Er wäre sich in diesem Punkt mit Susan Sontag einig gewesen. Deren Buch Krankheit als Metapher jedoch, obwohl 1977 genau in der Hochphase seiner Erkrankung erschienen, hatte er nie gelesen.34 Auch Sontag hatte entgegen den Prognosen der Ärzte eine Krebserkrankung überstanden. In ihrem Essay hatte sie sich vehement dagegen gewandt, die Krebserkrankung mit Metaphern zu überfrachten. Die gesündeste Weise, an Krebs erkrankt zu sein, bestand für Sontag darin, sich so weit wie möglich vom metaphorischen Denken zu lösen.35 Jonas verfolgte dieses Ziel nicht. Er benutzte selbstverständlich die Rhetorik von Kampf und Krieg, um seine Erkrankung zu beschreiben. »Obviously, I have the talent to grow cancers«, erklärte er lapidar. »Why? Nobody can explain.« Warum The Big C, wie er in Anspielung auf die US-amerikanische Fernsehserie, die er als Serien-Freak natürlich gesehen hatte, hin und wieder vom Krebs sprach, gerade ihn getroffen hatte, an dieser Frage konnte er langfristig nicht vorbei. Er wusste, dass er den Krebs nicht würde besiegen können, ohne sich selbst zu vernichten. Er musste einen Weg finden, mit dieser existentiellen Bedrohung, dieser lebenslangen Unsicherheit umzugehen.36
Es war nicht die einzige Last, die er trug. Neben den Traumata seiner Kindheit – der Wechsel ins Internat, die Scheidung der Eltern, der Tod seines Vaters – hatte er auch den Tod seiner Schwester nicht verarbeitet.
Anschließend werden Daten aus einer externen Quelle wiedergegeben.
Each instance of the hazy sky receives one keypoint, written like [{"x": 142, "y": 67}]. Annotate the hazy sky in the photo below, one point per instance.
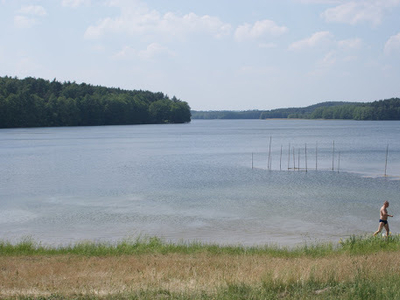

Als Kathryn Jonas im Alter von fünfundzwanzig Jahren starb, fanden ihre Mutter und ihr Bruder Peter in ihren Unterlagen ein Testament. Erst kurz zuvor war Kathryn nach Spanien gezogen, um dort als Dozentin zu arbeiten. Sie hatte das Testament nur wenige Monate vor ihrem Umzug aufgesetzt.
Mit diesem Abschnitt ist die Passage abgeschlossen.